# stainless steel wheel trims



## kevanna1959 (Apr 5, 2010)

Can anyone recommend where we can get some 16in wheel trims. We have had two sets from Motoramma in Hull, but they have plastic clips to hold them on, and both sets have not lasted very long before the clips snap and you have to put nylon ties on to hold them on. We would like stainless steel with stainless steel clips to hold them on. Anyone got any advice please
thanks Anna


----------



## goldi (Feb 4, 2009)

Morning folks,

You could try Automate wheel covers Ltd. tel01274851989.


norm


----------



## GEOMAR (Mar 16, 2008)

Try eddie vanbitz on here he is a partner of a company who sells them
GEOMAR


----------



## bigtree (Feb 3, 2007)

This is where I got mine from,

http://www.ebay.co.uk/itm/191113200393?_trksid=p2060778.m1438.l2649&ssPageName=STRK:MEBIDX:IT


----------



## teemyob (Nov 22, 2005)

Hi,

You may wish to read This first!


----------



## eddievanbitz (May 1, 2005)

Hi I would recommend Automate as well

Thanks Geomar for the recommendation but we don't sell them

Eddie VanBitz


----------



## rotorywing (Jul 19, 2010)

I have Euroliners installed on my twin rear wheeled ford based van. they are excellent.

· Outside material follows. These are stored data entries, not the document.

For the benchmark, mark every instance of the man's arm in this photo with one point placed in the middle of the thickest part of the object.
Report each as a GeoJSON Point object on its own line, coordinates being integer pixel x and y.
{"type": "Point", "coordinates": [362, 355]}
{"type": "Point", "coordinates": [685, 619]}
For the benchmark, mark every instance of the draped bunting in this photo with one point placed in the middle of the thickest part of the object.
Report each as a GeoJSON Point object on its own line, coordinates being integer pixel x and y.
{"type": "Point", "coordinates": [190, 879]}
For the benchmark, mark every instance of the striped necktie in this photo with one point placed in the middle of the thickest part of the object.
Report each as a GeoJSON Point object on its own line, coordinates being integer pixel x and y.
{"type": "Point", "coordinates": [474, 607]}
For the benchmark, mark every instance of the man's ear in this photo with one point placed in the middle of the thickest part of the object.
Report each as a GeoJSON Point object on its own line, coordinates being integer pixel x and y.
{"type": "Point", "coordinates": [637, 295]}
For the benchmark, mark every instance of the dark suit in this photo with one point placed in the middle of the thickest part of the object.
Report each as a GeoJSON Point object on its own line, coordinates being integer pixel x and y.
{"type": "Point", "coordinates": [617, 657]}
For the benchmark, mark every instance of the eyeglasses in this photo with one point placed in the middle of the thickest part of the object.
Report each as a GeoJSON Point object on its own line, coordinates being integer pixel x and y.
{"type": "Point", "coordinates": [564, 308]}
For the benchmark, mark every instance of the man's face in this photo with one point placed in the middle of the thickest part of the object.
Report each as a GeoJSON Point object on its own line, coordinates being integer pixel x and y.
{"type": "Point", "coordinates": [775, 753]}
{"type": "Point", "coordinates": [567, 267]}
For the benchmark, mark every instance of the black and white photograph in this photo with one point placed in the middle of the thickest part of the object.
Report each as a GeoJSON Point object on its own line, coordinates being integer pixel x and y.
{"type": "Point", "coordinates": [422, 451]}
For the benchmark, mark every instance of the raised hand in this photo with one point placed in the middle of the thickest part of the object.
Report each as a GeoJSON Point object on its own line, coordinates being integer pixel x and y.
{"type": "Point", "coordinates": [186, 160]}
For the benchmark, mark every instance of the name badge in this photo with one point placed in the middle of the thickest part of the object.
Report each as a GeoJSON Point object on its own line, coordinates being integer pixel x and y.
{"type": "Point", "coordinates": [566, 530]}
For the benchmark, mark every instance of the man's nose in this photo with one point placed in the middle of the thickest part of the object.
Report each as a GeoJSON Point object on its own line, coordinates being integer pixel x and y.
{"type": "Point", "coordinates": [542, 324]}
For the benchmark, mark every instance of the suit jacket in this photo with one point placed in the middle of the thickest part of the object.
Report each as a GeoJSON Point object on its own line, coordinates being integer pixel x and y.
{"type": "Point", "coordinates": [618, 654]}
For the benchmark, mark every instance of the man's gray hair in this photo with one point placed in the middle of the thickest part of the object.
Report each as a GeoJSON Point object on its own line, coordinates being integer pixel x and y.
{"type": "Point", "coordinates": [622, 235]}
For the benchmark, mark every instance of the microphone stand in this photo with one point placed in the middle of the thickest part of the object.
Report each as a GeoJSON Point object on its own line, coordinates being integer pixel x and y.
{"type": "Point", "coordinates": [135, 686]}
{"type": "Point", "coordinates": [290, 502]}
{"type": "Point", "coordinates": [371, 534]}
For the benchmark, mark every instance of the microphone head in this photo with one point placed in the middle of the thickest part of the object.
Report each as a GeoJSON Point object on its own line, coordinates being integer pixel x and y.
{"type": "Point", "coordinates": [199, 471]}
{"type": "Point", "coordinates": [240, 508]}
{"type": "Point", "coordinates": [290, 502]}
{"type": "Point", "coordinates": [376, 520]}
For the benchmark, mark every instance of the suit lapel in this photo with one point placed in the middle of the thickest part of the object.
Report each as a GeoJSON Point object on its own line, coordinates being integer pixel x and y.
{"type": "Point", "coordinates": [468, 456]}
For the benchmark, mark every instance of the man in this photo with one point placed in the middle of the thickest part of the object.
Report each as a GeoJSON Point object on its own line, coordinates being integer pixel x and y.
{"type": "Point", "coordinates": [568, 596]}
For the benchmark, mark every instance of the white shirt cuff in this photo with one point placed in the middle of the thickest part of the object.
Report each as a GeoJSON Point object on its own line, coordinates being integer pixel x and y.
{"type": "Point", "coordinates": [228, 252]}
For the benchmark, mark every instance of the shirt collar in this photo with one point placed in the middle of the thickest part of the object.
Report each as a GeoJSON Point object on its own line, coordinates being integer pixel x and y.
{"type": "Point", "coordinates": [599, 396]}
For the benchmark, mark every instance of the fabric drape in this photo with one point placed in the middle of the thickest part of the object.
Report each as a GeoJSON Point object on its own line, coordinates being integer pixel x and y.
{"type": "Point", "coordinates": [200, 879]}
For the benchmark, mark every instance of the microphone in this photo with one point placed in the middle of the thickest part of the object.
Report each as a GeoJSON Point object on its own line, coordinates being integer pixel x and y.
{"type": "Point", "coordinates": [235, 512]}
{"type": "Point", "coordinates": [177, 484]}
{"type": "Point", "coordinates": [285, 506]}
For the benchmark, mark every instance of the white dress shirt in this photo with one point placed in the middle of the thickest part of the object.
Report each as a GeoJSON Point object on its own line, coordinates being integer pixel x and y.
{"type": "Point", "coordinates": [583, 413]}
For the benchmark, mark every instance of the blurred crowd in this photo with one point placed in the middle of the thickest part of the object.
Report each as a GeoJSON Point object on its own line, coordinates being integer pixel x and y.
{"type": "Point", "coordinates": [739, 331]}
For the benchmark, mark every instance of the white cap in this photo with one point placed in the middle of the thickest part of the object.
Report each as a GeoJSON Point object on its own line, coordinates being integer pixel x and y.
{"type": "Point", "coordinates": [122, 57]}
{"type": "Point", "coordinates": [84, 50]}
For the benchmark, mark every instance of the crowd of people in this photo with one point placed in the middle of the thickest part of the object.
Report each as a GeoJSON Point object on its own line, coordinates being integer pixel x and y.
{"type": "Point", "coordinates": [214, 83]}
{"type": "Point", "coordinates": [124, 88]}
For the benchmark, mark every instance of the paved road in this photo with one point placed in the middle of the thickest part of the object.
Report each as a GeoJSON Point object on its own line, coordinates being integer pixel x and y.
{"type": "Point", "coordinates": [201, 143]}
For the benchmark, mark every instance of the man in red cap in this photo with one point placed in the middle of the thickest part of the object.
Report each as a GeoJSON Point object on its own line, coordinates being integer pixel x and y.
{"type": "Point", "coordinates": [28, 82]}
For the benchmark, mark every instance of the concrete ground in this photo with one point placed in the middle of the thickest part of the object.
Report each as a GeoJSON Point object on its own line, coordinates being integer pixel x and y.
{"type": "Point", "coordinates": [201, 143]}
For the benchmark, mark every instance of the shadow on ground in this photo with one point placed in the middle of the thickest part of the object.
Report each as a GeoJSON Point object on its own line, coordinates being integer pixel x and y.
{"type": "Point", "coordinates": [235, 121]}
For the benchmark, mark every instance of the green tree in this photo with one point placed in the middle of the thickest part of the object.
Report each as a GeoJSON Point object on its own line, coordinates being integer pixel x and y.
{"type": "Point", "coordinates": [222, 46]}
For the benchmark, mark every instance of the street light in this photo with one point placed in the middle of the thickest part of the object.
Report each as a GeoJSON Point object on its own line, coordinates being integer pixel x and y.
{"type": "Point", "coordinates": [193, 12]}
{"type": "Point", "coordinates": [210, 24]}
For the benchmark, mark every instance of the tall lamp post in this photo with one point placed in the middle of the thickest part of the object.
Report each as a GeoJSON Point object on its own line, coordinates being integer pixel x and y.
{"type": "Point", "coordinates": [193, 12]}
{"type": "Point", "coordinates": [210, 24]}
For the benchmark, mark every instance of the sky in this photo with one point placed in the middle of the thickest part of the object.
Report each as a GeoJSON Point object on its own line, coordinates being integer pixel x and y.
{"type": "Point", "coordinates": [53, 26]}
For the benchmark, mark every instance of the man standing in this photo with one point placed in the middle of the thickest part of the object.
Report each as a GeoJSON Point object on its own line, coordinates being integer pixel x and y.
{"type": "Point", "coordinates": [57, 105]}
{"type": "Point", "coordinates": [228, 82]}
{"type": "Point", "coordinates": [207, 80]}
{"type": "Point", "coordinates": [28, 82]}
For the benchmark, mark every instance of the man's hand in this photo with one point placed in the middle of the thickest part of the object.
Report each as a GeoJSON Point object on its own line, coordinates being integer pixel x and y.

When its time to do tyre pressure checks, I can remove each one in less than a minute. The steel mounting brackets stay on the wheel, then its just a case of replacing the liner and screwing the two caps back on with the supplied tool. If your worrried out road salt etc they can be easily removed for those type of conditions
Easy Peasy and they look good !!

Martin


----------